Provable Repair of Deep Neural Networks
- URL: http://arxiv.org/abs/2104.04413v1
- Date: Fri, 9 Apr 2021 15:03:53 GMT
- Title: Provable Repair of Deep Neural Networks
- Authors: Matthew Sotoudeh and Aditya V. Thakur
- Abstract summary: Deep Neural Networks (DNNs) have grown in popularity over the past decade and are now being used in safety-critical domains such as aircraft collision avoidance.
This paper tackles the problem of correcting a DNN once unsafe behavior is found.
We introduce the provable repair problem, which is the problem of repairing a network N to construct a new network N' that satisfies a given specification.
- Score: 8.55884254206878
- License: http://arxiv.org/licenses/nonexclusive-distrib/1.0/
- Abstract: Deep Neural Networks (DNNs) have grown in popularity over the past decade and
are now being used in safety-critical domains such as aircraft collision
avoidance. This has motivated a large number of techniques for finding unsafe
behavior in DNNs. In contrast, this paper tackles the problem of correcting a
DNN once unsafe behavior is found.

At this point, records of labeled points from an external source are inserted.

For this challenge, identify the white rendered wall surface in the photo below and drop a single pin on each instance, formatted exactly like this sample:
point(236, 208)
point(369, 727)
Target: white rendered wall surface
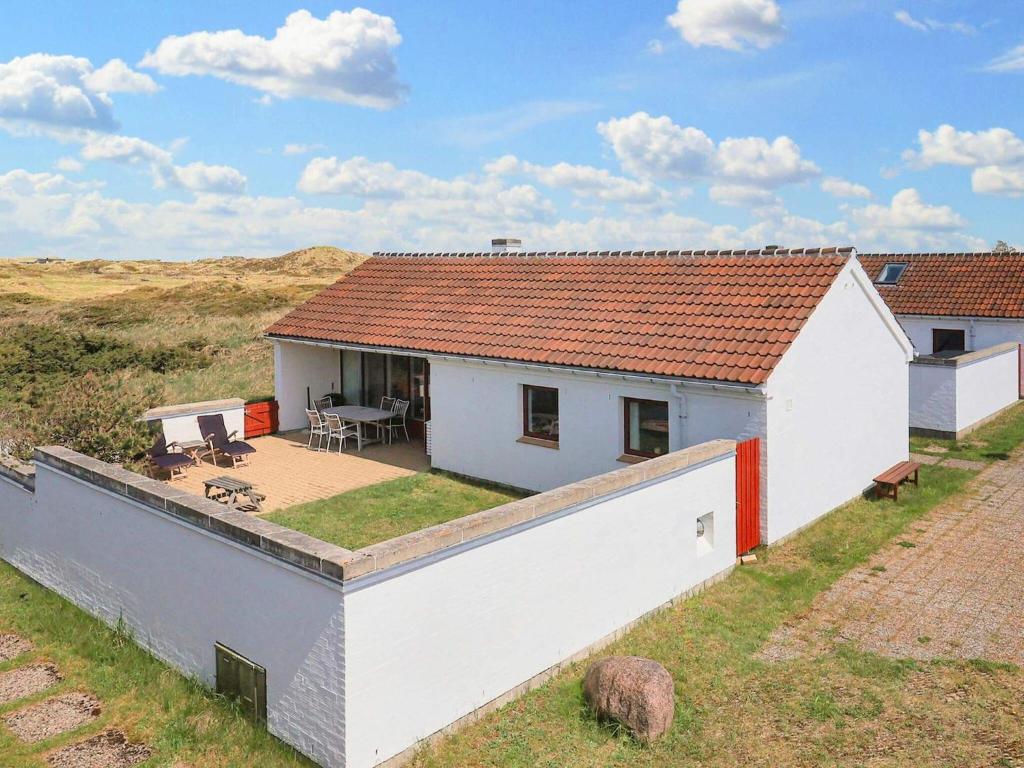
point(978, 333)
point(184, 428)
point(838, 409)
point(933, 397)
point(476, 421)
point(180, 591)
point(302, 372)
point(425, 647)
point(986, 386)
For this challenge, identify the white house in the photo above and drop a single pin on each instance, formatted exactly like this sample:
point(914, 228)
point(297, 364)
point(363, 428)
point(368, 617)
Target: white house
point(965, 313)
point(536, 370)
point(950, 302)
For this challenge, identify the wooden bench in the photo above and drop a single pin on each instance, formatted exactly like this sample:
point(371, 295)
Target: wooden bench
point(888, 482)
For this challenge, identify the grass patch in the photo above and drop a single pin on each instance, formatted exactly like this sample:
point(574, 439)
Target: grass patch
point(379, 512)
point(182, 721)
point(993, 441)
point(734, 709)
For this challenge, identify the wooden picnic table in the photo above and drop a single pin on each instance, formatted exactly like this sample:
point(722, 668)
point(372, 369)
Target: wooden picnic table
point(227, 489)
point(360, 416)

We introduce the provable repair problem,
which is the problem of repairing a network N to construct a new network N'
that satisfies a given specification. If the safety specification is over a
finite set of points, our Provable Point Repair algorithm can find a provably
minimal repair satisfying the specification, regardless of the activation
functions used. For safety specifications addressing convex polytopes
containing infinitely many points, our Provable Polytope Repair algorithm can
find a provably minimal repair satisfying the specification for DNNs using
piecewise-linear activation functions. The key insight behind both of these
algorithms is the introduction of a Decoupled DNN architecture, which allows us
to reduce provable repair to a linear programming problem. Our experimental
results demonstrate the efficiency and effectiveness of our Provable Repair
algorithms on a variety of challenging tasks.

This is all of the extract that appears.